Epílogo

1.2K 95 112
                                    


El nuevo mundo.

Las cosas habían cambiado mucho esos últimos años, y hallar la cura para la plaga que causó el caos años atrás tenía mucho que ver. En ocasiones muy contadas solía recordar cómo era el viejo mundo, cuando las grandes civilizaciones controlaban todo y expoliaban a los débiles, tanto sus recursos como sus tierras, también a sus gentes. Recordaba que la mayor preocupación de muchos se centraba en llegar a fin de mes, ahorrar para una casa o conseguir el mejor futuro para sus hijos, los niños solo pensaban en jugar, los adolescentes, en sus ligoteos y futuro académico, los ancianos, en su pensión y disfrutar de su jubilación tras años de aportación al país. No es que la vida de todos fuera simple, pues, incluso dentro de aquel orden mundial estable, existían muchas desavenencias, mal, dolor, hambre, miseria, guerras... Y todo, absolutamente todo, lo bueno y lo malo, lo mejor y lo peor, todo se detuvo cuando estalló el caos.

La humanidad pasó a tener un enemigo común, al menos después de intentar autodestruirse a sí misma con gigantescos bombardeos y ataques nucleares, por eso de que las viejas costumbres son difíciles de quitar. E, igual que surgió la unión y la bondad, también lo hicieron la maldad y el horror, el caos sacó lo mejor y lo peor de las personas, las verdaderas caras de unos y otros, de los que intentaban sobrevivir y ayudar a quien pudieran y de los que tan solo disfrutaron de poder llevar a cabo sus macabros y sangrientos deseos.

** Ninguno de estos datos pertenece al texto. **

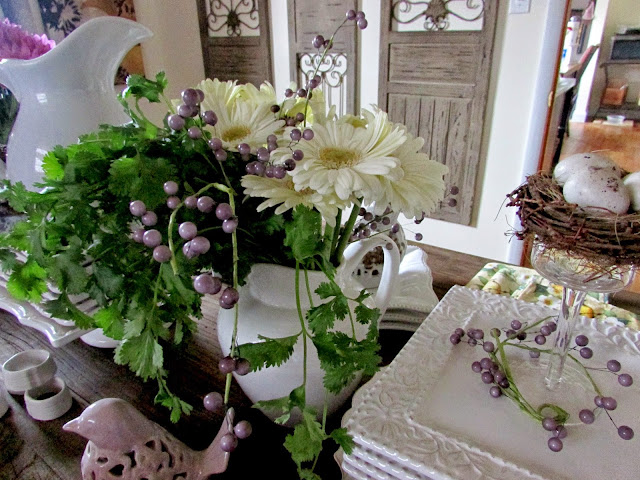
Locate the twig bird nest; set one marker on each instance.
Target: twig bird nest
(596, 234)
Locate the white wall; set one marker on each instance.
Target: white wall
(174, 48)
(521, 79)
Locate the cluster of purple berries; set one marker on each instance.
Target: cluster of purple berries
(491, 373)
(194, 244)
(262, 167)
(190, 108)
(319, 42)
(372, 224)
(151, 238)
(214, 402)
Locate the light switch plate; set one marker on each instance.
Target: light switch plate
(519, 6)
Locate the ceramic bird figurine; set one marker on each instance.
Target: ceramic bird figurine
(125, 445)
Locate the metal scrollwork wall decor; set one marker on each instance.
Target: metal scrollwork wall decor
(436, 13)
(232, 18)
(333, 70)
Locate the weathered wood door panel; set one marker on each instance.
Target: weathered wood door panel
(434, 77)
(308, 18)
(236, 40)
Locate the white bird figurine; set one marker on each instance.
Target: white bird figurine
(125, 445)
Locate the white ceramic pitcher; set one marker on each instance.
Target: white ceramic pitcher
(267, 307)
(66, 92)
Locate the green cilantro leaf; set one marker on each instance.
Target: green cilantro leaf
(343, 439)
(366, 315)
(139, 86)
(111, 321)
(306, 442)
(321, 317)
(7, 260)
(52, 167)
(63, 308)
(143, 354)
(304, 232)
(272, 352)
(328, 289)
(27, 281)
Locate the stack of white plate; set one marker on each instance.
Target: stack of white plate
(428, 416)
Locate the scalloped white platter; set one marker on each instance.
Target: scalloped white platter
(428, 416)
(57, 331)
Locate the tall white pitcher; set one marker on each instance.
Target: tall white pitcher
(66, 92)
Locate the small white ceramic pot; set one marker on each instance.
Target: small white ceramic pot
(28, 369)
(48, 401)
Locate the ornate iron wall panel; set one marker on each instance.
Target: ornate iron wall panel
(433, 15)
(308, 18)
(232, 18)
(236, 43)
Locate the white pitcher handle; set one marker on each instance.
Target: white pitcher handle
(354, 253)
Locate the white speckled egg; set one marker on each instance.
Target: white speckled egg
(580, 161)
(599, 188)
(632, 182)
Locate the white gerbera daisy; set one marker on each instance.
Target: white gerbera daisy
(418, 183)
(347, 160)
(245, 122)
(266, 93)
(217, 93)
(283, 194)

En ocasiones leía la carta de Daniel Lewis, aquel policía de Denver que se convirtió en errante tras perder a su familia, que ayudó en los principios de «Salvus» sin querer unirse nunca y, por desgracia, fue mordido por un Podrido corredor antes de ver su sueño cumplido: «Confío en que algún día todo será mejor, tal vez consigamos sobreponernos y la vida sea más que sobrevivir, que recuperaremos algo del viejo mundo, pero mejor. Espero que, aunque yo no pueda verlo, tú sí vivas ese momento. Por la humanidad, por lo que queda de nosotros». Esas habían sido las últimas palabras escritas por Lewis antes de volarse la cabeza para no transformarse, y ella solo deseaba que ahora estuviese feliz con su esposa y su pequeña Lizbeth, incluso cuando no creía en esas cosas del más allá. La carta de Daniel había sido un soplo de esperanza, también un duro golpe para la misma, pues la muerte de ese buen hombre solo era una muestra de que tener fe no era suficiente, que sobrevivir conllevaba demasiado.

Esa nota de suicidio la había encontrado justo antes de conocer a Ali, de rescatarla, más bien. Y sabía que, de alguna manera, hallar el cuerpo de Lewis en aquella estación de servicio esa noche y molestarse en darle sepulcro, fueron las únicas razones por las que sus vidas se cruzaron en la cala donde, si ella no llega a aparecer, su enlazada habría muerto y, quizás incluso, ella misma hubiese tenido que atravesar su cráneo en algún punto de la historia, sin saber quién era, sin conocer entonces a la persona más importante de su vida, aquella que le mostró que la vida era más que sobrevivir. Alicia Clark le enseñó a sonreír de nuevo, a enfrentarse al pasado, a dar el brazo a torcer ante su testarudez y, por encima de todo eso, a amar de verdad. Se había enlazado con ella y, unos años después, emprendieron la maravillosa aventura de la maternidad, multiplicando exponencialmente su felicidad tras cada día que pasaba. Ali, esa mujer que la acompañó en sus peores y mejores momentos, esa joven tozuda y fuerte, valiente y bondadosa, una chica que se ganó su puesto como exploradora en Griffin y que, por supuesto, llegó a ser una de las mejores; Ali, el amor de su vida, la madre de sus hijos.

Sonrió con dulzura al pensar en su familia al completo, pasando las páginas de su cuaderno hasta llegar a las páginas que custodiaban una foto de los cuatro juntos. Era una instantánea que había tomado ella misma años atrás, a modo de selfie, sosteniendo a Nara en su brazo derecho, con poco más de tres añitos, que venía siendo un clon de ella misma a su edad, con todos los rasgos Lex patentes en ella. Al lado estaba Ali con una enorme sonrisa, igual que su hija, acunando en su pecho al diminuto Nico, de pocos meses, el pequeño de la familia, que dormido parecía un angelito en los brazos de su mamá, pero despierto era un auténtico torbellino, al menos cuando creció y aprendió a gatear, luego a correr, y suerte que no a volar.